Recent studies have implicated the inappropriate activation of the NLRP3 inflammasome in diabetic retinopathy [26]. Glucose abnormalities have also been reported to be an important trigger of the sterile inflammatory response mediated by the NLRP3 inflammasome [43]. We observed that PGE2 and butaprost promoted diabetes-induced activation of NLRP3 inflammasome in vivo and in vitro and that this could be prevented by AH6809 administration. Moreover, exogenous administration of IL-1β led to an elevation in hRMEC apoptosis. Alternatively, however, it was also reported that PGE2 inhibits NLRP3 inflammasome activation through EP4R and intracellular cAMP in human macrophages [44]. This difference might be due to the dose and the way in which PGE2 was used in those studies (PGE2 was used after LPS priming). The differences in our findings might also arise from cell type and epoprostanoid expression. This data suggests that the PGE2/EP2R signalling pathway mediates NLRP3 inflammasome activation in diabetic retinopathy.

The G protein consists of α, β and γ subunits, and the α subunit is divided into Gαs, Gαi and Gαq, among others. According to previous reports, EP2R couples to the Gαs subunit, activates adenylate cyclase, increases cytoplasmic cAMP and induces PKA activation [12]. Our data showed that the PKA inhibitor H89 and the adenylate cyclase inhibitor SQ22536 suppressed the increase in IL-1β and NLRP3 mRNA levels, as well as the increase in IL-1β levels, induced by PGE2. This demonstrates that cAMP and PKA are involved in the signalling pathway mediated by PGE2/EP2R.

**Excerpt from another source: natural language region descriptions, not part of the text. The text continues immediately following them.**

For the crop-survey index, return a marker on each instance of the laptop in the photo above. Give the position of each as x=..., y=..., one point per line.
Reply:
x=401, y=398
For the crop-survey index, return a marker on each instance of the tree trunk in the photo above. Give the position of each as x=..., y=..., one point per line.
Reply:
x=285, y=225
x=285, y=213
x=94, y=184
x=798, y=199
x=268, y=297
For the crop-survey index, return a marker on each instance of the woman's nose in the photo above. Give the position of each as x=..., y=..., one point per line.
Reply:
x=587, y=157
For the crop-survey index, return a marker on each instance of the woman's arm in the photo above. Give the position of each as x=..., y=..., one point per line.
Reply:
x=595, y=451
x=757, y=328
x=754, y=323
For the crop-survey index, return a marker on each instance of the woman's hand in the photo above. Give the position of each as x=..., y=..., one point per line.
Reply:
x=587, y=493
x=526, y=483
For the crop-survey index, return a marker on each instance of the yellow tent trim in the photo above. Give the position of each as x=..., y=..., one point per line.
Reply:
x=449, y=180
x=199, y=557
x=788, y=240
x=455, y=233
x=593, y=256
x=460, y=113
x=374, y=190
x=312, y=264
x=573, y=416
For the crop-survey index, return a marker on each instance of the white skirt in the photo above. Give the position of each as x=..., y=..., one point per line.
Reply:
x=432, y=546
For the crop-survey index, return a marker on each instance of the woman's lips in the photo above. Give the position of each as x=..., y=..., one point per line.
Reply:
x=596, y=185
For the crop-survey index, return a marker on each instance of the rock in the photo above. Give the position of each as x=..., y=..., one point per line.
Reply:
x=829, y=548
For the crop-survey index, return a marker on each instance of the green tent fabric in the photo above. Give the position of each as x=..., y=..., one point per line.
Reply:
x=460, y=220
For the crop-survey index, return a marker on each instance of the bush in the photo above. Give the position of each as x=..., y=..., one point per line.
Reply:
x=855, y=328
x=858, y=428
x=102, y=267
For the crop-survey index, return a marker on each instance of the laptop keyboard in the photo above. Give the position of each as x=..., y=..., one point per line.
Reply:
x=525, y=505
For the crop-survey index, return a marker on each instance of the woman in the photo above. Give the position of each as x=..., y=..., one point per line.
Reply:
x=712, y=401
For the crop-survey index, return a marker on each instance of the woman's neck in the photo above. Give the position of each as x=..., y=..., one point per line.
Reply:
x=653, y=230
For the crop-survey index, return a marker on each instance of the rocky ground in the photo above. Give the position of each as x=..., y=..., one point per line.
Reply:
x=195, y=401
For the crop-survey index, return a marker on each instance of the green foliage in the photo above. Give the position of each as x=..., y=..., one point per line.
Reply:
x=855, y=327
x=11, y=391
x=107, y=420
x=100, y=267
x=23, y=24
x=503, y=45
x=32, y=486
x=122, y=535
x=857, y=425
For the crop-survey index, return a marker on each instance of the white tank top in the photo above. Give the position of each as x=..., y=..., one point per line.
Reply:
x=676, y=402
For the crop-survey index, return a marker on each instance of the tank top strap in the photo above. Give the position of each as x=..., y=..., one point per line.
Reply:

The transcription factors CREB and NF-κB play pivotal roles in the PGE2 signalling pathway and the development of diabetic retinopathy [45,46,47,48]. Toll-like receptor-mediated NF-κB activation is associated with an acute activation of the NLRP3 inflammasome and production of IL-1β in macrophages. After these acute and initial signals are received, adenosine further regulates IL-1β production by activating the cAMP–PKA–CREB signalling cascade, resulting in the upregulation of pro-IL-1β and NLRP3, further activating caspase 1, without the need for any other initiating signals [49, 50]. This signalling pathway has an established important role in several chronic inflammatory diseases. Likewise, we observed in hRMECs that the ability of the PGE2/EP2R–cAMP–PKA signalling pathway to upregulate pro-IL-1β was dependent on CREB activation, while there was no significant difference in the activation of NF-κB.

In summary, we demonstrated that disruption of the PGE2/EP2R signalling pathway contributes to the attenuation of diabetic retinopathy. The underlying mechanism is multifold. First, long-term exposure to high glucose concentrations and other diabetes risk factors increases the expression and activation of COX-2, subsequently promoting the PGE2/EP2R–cAMP–PKA signalling pathway. PKA transfers into the cell nucleus and phosphorylates the transcription factor CREB, upregulating the transcription of NLRP3 and pro-IL-1β. Although the molecular basis for the activation of the PGE2/EP2R cascade in diabetic retinopathy remains to be delineated, the present study implies that the PGE2/EP2R signalling pathway is a target for new therapeutic strategies to prevent and treat diabetic retinopathy.